Timeline and Prize Amounts
AHRQ is hosting this challenge as a two-phase competition. All costs associated with developing and submitting proposals and conducting real-world data analysis of real-world data will be the responsibility of the Challenge participant. Cash prizes will be awarded only after the projects are evaluated and determined acceptable at the end of Phase 2.
Timeline
- September 26, 2022—Challenge launch.
- January 23, 2023, by 7:00 p.m. ET—Submissions for Phase 1 (written proposals) are due. AHRQ will complete the review of the proposals within 6-8 weeks of closing the announcement.
- March 30, 2023—AHRQ will announce the Phase 1 winners. Phase 2 of the Challenge will commence once the Phase 1 winners are announced and notified by March 31, 2023. The AHRQ team will schedule a live, virtual technical assistance webinar with all winners of Phase 1 to discuss scope of content, accessibility/compliance with Section 508, and address questions that the winners may have.

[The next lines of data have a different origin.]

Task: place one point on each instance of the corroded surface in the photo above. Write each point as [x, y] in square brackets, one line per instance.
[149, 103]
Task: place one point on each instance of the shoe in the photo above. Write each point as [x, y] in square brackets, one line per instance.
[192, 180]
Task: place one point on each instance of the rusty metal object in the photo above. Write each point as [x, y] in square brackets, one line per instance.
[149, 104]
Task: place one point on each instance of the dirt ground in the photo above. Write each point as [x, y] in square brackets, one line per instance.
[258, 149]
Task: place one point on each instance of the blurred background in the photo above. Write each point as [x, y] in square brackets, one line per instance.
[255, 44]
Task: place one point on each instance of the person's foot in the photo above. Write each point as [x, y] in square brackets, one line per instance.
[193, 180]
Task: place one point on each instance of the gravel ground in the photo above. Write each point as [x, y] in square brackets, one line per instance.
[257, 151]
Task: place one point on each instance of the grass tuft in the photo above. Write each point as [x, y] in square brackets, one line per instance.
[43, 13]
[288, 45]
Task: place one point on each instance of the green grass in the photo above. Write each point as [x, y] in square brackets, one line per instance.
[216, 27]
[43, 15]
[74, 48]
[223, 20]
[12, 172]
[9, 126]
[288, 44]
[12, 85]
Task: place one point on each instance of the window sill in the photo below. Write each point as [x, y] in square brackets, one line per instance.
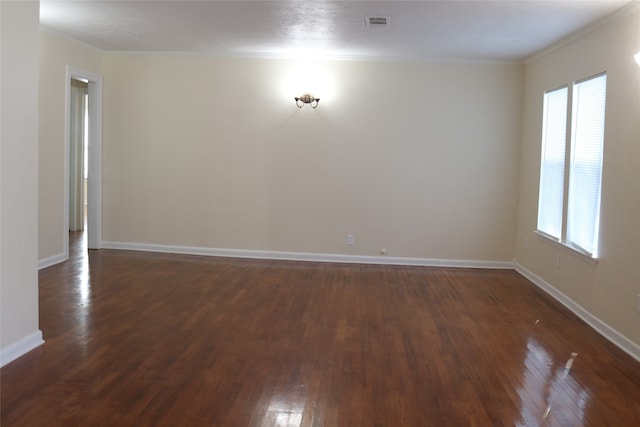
[583, 256]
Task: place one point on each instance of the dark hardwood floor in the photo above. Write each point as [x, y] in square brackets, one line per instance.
[143, 339]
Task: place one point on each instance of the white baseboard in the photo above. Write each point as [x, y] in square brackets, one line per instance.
[52, 260]
[624, 343]
[21, 347]
[302, 256]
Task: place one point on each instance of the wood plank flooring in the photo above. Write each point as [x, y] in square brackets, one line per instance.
[143, 339]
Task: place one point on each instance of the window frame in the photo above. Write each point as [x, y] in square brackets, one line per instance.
[564, 240]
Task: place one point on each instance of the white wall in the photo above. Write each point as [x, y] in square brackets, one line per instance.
[19, 179]
[56, 54]
[606, 293]
[420, 159]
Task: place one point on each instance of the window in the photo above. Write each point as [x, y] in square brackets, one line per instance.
[569, 197]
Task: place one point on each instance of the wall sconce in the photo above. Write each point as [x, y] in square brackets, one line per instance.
[307, 99]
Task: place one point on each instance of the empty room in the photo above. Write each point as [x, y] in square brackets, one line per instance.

- March 31, 2023—Phase 2 participants will have 120 calendar days from notification to create and submit their analyses as described in their proposal(s). The deadline to submit the analysis is July 31, 2023, by 7:00 p.m. ET.
- Fall 2023—The final winners of Phase 2 of the competition will be announced in October 2023.
Prize Amounts
The top five entries in Phase 1 will be invited to participate in Phase 2. Upon completion of Phase 2, each of the top five entries will each receive cash awards of $50,000. Additionally, the Phase 2 first-place winner will be awarded an additional $150,000, and the second-place winner will be awarded an additional $100,000. The winner and runner up from Phase 2 will be posted on the AHRQ website.
Participants in Phase 2 may be disqualified if their submitted analyses deviate from their winning proposals.